Aidan stopped running.
“There now, that’s better! Stay where you are!”
Aidan turned and saw the knight leap down from a cleft of rock. He wore a black masked helmet, so Aidan couldn’t see his face. But Aidan feared the soldier would either kill him on the spot or drag him like the others into the dark place in the mountain.
The knight was only a few feet away when a shadow passed over them both. There was another
Swoosh! Swoosh!
and the knight looked up into the sky. He raised his shield as if to ward off a blow.
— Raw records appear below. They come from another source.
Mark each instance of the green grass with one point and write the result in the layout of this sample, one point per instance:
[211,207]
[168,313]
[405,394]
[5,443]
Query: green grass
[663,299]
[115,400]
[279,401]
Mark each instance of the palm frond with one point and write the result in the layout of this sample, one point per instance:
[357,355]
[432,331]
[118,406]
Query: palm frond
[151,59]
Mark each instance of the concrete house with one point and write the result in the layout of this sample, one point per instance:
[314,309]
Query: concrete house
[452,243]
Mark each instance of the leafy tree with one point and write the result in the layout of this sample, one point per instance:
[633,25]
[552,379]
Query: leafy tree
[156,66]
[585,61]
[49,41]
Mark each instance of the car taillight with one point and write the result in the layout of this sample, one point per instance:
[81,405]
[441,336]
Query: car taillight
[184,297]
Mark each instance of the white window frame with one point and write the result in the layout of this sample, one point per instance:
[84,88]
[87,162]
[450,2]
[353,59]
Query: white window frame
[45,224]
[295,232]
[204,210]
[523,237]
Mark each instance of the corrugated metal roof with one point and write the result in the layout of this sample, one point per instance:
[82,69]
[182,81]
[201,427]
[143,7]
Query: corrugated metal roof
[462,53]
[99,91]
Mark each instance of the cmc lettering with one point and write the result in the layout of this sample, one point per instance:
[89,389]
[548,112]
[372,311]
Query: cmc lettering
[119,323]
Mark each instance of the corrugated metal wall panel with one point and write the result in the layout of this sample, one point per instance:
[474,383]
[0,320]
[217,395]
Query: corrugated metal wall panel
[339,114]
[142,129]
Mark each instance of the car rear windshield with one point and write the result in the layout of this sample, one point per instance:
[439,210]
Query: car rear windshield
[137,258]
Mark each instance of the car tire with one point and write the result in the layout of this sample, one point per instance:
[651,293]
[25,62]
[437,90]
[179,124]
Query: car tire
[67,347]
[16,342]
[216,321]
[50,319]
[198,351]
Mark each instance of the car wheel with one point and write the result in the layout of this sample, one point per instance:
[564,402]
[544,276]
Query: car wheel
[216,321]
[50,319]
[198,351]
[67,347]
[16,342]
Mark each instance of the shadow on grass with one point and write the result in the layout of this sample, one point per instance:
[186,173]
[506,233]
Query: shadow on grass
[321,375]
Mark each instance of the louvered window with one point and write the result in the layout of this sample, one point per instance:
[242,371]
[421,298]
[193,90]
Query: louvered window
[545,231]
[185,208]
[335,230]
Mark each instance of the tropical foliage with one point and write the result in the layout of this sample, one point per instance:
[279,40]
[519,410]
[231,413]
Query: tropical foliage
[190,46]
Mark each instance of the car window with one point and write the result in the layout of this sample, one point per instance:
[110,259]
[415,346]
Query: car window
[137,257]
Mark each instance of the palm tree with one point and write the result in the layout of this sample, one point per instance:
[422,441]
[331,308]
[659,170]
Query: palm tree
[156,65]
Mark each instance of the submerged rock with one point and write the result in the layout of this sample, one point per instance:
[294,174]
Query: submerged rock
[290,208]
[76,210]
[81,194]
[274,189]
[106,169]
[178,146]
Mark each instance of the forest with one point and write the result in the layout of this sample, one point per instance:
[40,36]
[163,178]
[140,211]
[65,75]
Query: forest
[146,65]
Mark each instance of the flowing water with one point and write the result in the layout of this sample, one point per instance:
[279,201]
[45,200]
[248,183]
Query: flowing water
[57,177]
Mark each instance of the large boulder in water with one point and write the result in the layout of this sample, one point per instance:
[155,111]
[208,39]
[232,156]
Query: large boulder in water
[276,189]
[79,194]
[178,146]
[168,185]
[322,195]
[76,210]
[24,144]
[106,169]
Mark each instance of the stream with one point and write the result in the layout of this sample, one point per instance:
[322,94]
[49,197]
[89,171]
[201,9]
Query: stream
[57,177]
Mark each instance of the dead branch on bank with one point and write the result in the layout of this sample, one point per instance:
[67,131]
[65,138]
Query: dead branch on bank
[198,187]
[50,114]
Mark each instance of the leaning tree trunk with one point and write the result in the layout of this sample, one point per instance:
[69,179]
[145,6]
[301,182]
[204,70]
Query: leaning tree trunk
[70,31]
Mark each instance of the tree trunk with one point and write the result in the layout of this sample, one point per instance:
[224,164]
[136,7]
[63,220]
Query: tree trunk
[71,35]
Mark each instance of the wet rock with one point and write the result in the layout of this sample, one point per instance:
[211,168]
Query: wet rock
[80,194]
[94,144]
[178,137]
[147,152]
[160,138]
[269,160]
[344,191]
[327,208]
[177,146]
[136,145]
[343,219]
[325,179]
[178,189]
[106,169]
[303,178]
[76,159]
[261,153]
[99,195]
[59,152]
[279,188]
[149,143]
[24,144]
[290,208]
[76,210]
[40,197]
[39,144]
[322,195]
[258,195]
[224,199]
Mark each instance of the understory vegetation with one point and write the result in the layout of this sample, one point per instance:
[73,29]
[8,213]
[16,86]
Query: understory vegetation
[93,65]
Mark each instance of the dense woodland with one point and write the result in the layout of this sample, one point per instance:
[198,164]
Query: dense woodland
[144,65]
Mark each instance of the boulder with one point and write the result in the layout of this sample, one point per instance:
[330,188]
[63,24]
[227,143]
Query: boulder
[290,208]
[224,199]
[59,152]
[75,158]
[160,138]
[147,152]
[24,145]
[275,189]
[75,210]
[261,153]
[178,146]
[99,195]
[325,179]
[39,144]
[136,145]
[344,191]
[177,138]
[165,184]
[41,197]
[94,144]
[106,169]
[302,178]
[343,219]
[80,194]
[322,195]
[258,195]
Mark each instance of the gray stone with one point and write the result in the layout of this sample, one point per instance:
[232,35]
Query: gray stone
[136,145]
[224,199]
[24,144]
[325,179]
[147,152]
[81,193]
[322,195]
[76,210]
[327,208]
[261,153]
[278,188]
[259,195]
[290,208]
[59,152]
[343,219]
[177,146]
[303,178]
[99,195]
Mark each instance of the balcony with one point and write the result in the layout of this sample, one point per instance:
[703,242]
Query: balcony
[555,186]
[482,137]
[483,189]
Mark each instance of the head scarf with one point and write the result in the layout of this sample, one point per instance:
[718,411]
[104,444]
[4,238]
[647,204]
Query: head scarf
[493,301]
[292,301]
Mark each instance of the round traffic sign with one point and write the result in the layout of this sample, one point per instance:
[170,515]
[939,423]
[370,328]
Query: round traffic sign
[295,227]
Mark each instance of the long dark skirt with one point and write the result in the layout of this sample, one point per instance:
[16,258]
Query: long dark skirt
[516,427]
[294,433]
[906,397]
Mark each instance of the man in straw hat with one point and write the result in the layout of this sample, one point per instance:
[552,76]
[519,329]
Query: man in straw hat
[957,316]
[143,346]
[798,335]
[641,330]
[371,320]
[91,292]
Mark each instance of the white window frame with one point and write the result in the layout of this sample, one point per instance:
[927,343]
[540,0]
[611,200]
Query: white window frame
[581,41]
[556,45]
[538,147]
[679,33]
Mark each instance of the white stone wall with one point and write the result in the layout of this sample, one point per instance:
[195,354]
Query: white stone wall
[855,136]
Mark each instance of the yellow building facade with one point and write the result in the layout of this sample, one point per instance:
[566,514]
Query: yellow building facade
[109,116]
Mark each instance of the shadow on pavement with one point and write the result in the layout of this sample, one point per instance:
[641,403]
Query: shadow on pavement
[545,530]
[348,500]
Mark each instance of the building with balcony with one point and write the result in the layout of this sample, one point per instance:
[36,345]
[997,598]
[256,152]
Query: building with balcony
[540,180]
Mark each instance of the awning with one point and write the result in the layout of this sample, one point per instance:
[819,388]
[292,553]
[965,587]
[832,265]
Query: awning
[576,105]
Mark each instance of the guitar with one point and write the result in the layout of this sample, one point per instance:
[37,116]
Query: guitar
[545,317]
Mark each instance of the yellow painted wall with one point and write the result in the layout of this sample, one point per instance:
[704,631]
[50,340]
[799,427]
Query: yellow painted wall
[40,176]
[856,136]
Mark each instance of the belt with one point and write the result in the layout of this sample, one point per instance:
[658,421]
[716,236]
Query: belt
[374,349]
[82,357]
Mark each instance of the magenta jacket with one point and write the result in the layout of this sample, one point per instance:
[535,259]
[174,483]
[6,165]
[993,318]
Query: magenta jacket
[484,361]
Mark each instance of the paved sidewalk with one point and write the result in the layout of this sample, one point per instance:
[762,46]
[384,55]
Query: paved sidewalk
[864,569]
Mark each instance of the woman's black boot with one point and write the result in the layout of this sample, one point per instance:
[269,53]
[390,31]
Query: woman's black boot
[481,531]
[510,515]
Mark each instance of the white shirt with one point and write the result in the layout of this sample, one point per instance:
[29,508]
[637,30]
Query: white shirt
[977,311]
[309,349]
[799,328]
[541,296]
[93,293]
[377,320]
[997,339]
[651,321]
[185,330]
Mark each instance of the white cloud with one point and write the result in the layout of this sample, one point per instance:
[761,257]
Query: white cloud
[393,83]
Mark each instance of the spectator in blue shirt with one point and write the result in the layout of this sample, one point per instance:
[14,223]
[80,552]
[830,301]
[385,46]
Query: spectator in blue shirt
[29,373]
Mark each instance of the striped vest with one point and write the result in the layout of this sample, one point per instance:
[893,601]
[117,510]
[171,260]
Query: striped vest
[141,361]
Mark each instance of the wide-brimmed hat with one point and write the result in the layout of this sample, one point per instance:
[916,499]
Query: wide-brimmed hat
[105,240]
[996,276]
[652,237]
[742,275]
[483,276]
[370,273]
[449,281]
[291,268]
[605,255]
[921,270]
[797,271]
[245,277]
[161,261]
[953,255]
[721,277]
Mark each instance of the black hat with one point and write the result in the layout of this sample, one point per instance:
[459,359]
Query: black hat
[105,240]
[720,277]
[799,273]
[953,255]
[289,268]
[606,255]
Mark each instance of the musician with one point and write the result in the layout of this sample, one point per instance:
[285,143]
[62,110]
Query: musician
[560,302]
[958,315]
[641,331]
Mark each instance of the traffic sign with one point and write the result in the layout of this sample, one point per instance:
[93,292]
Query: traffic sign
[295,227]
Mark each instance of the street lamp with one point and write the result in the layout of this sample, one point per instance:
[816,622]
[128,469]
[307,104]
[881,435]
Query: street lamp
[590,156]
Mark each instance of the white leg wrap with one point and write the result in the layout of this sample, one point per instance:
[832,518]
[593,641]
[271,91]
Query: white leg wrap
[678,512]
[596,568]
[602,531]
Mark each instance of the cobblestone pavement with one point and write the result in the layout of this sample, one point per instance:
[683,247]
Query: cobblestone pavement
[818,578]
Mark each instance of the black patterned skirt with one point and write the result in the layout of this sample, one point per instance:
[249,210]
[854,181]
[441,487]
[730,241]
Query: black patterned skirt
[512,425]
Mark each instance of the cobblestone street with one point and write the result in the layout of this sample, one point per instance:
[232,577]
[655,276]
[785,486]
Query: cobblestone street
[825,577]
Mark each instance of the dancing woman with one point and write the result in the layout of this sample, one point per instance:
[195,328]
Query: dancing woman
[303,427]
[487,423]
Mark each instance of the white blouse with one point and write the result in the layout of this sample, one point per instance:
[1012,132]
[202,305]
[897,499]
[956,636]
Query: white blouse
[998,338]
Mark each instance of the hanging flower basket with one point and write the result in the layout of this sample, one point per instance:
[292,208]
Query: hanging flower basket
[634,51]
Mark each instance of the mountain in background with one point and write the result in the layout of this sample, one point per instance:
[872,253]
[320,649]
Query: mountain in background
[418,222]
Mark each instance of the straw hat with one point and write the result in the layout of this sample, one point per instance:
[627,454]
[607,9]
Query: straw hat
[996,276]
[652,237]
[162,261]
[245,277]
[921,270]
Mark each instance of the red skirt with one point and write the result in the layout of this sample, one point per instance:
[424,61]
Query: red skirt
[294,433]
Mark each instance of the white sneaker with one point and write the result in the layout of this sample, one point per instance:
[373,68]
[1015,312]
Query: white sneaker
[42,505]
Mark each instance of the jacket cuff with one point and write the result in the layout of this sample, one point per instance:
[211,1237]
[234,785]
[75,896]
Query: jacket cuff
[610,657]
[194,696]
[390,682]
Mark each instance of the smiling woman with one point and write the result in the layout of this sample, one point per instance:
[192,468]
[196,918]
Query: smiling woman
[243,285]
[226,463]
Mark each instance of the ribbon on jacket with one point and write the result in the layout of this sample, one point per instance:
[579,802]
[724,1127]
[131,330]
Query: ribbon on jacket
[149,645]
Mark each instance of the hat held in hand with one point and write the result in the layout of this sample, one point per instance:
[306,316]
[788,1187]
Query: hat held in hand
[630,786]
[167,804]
Just as Aidan looked into the sky and drew in a breath to scream, a burst of wind slammed him and the soldier to the ground. The wind brought with it an overwhelming warm and beastly smell, with a tinge of smoke or ash.
A dragon!
Aidan’s imagination raced as he struggled between utter disbelief and paralyzing fear. Debris rotated in the violent winds. Aidan tried to cover his eyes, but the force of the turbulence was too powerful. He shrieked, turned on his stomach, and frantically clawed at the dirt trying to get away.
The creature’s enormous dark wings eclipsed the sun as the beast hovered ominously above. A thunderous roar rang out and echoed violently off the mountains, and Aidan could just make out the soldier running madly away.
The beast roared again and looked directly at Aidan. Covering his face with his hands, Aidan curled into a ball. The dragon’s talons closed around Aidan’s waist like gigantic pliers. Aidan pried at them with all his might, but it was hopeless. Another deafening roar blasted from the creature’s lungs, and being so near to the colossal beast, Aidan couldn’t bear the sound. He lost consciousness as the dragon gently lifted him from the ground and took to the air.